Re: Can I specify the range inside of fuzzy rule in FuzzyRowFilter?

Posted by anil gupta <an...@gmail.com>.

Hi Alex,

Apart from the query which i mentioned in last email. Till now, i have
implemented the following queries using filters and coprocessors:

1. Getting all the records for a customer.
2. Perform min,max,avg,sum aggregation for a customer using coprocessors. I
am storing some of the data as BigDecimal also to do accurate floating
point calculations.
3. Perform min,max,avg,sum aggregation for a customer within a given
time-range using coprocessors.
4. Filter that data for a customer within a given time-range on the basis
of column values. The filtering on column values can be matching a string
value or it can be doing range based numerical comparison.

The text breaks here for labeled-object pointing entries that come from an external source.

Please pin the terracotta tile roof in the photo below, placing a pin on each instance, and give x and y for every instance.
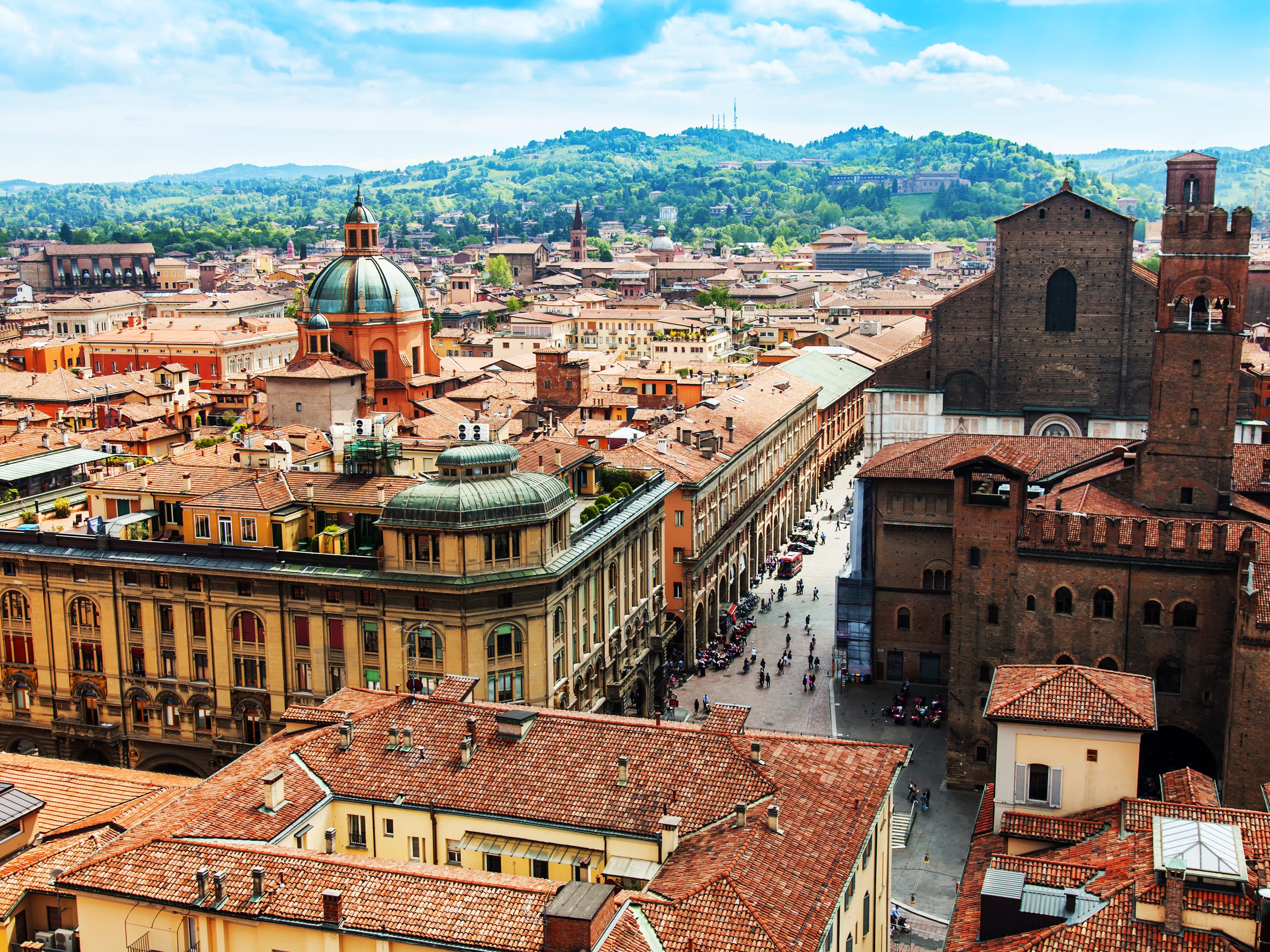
(1053, 694)
(1188, 786)
(1052, 829)
(929, 459)
(74, 792)
(441, 904)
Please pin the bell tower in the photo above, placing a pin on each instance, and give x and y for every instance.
(578, 235)
(1185, 464)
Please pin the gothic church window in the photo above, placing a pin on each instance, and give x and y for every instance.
(1061, 303)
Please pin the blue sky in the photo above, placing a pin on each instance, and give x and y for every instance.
(122, 89)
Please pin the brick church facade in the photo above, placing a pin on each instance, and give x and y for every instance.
(1140, 555)
(1056, 341)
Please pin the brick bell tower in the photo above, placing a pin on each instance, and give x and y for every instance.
(578, 235)
(1184, 468)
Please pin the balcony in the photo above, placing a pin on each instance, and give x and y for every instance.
(78, 730)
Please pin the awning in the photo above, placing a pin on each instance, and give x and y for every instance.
(507, 846)
(630, 869)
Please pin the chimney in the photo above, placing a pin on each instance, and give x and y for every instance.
(331, 902)
(670, 835)
(577, 917)
(1175, 890)
(274, 790)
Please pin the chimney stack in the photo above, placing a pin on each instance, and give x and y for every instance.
(331, 903)
(1175, 892)
(274, 790)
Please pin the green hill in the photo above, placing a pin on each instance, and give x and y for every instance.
(619, 174)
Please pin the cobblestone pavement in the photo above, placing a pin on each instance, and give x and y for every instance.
(928, 870)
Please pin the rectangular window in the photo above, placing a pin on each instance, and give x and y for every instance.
(358, 832)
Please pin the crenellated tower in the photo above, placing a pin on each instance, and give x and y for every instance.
(1185, 464)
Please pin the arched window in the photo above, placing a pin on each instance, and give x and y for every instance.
(505, 659)
(966, 392)
(1185, 615)
(1064, 601)
(1169, 677)
(1061, 303)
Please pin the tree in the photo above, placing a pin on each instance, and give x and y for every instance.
(498, 272)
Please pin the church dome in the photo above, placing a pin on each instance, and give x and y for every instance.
(478, 485)
(661, 243)
(360, 214)
(378, 283)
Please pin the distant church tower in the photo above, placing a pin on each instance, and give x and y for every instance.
(1185, 464)
(578, 235)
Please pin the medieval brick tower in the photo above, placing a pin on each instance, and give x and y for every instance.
(578, 235)
(1185, 464)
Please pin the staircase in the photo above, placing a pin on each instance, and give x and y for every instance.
(901, 826)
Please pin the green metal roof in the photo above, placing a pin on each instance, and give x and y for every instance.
(836, 377)
(449, 504)
(49, 463)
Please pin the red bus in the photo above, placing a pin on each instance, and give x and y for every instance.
(789, 565)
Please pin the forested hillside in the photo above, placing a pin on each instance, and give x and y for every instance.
(618, 174)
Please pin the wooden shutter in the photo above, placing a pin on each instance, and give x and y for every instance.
(1056, 786)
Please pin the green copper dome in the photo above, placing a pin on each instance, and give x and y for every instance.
(366, 283)
(466, 495)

Basically, as per our current requirement all the queries have customerid
and most of the queries have timerange also. We are not in prod yet. All of
this effort is part of a POC.

2. Can you set timestamp on Puts the same as timestamp "assigned" to your
record by app logic?
Anil: Wow! This sounds like an awesome idea. Actually, my data is
non-mutable so at present i was putting 0 as the timestamp for all the
data. I will definitely try this stuff. Currently, i run bulkloader to load
the data so i think its gonna be a small change.

Yes, i would love to give a try from my side for developing a range based
FuzzyRowFilter. However, first i am going to try putting in the timestamp.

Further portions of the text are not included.